AMSTERDAM.- Gold & Silver offers a contemporary insight into the Gold Rush that captured the United States in the mid-nineteenth century. Two great myths or crazy dreams became reality: filling your pockets with the most precious metal and fixing your image in metal. At the time gold and silver were used in the photographic process. The Foam exhibition Gold and Silver emphasizes this relationship between the gold rush and the early photography.

Halfway through the nineteenth century, many adventurers dreamt of a better life in luxury. Thousands of hopeful men left their families and homes behind to seek for gold. In vivid images ranging from the rivers of California to the snowy peaks of the Yukon, Gold and Silver recounts the hopes, dreams, and illusions of the pioneers of the gold rush who flooded into the north and west of North America in the years after 1848 and again in the late 1890s. Their adventures during the Gold Rush and the rise of photography were intimately entwined with each other. Initially this connection manifested itself in the daguerreotype, this was the first successful photographic process, using a silvered copper plate.

Silver salts blacken quickly in light, which makes them ideal for use in photography. But this advantage is also a disadvantage. The resulting images are sensitive to light and fade over time, especially if exposed to high humidity. Without gold, more specifically gold toning, photographs of the past would not have survived.

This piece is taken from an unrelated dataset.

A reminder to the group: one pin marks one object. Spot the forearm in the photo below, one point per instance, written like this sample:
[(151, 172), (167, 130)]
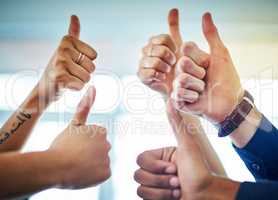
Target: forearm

The period between the gold rush that began in San Francisco in 1848 and the gold rush that created Dawson City in Yukon at the end of the nineteenth century coincides with the transition from the daguerreotype, a single image on metal, to the reproducible image on paper. In the fifty years after 1848, silver-based iconography was transformed from retouched portraits that cultivated the image of the bandit, through views of landscapes featuring men at work, to depictions of challenging voyages and crossings, by raft, canoe, or on foot in Yukon. Like the bold pioneers who left for the West, the daguerreotypists were adventurers – adventurers of the eye.

The exhibition at Foam contains 27 unique daguerreotypes and 37 albumen photographs originating from the collection of the National Gallery of Canada. Both techniques were used in the nineteenth century. None of these photos were made for artistic reasons, yet this pioneering photography was imbued with great aesthetic power. The images show what these gold seekers looked like. They are shown in combination with the landscape in which the search for gold took place.

This exhibition is a collaboration between the Canadian Photography Institute of the National Gallery of Canada and Foam, in partnership with Library and Archives Canada.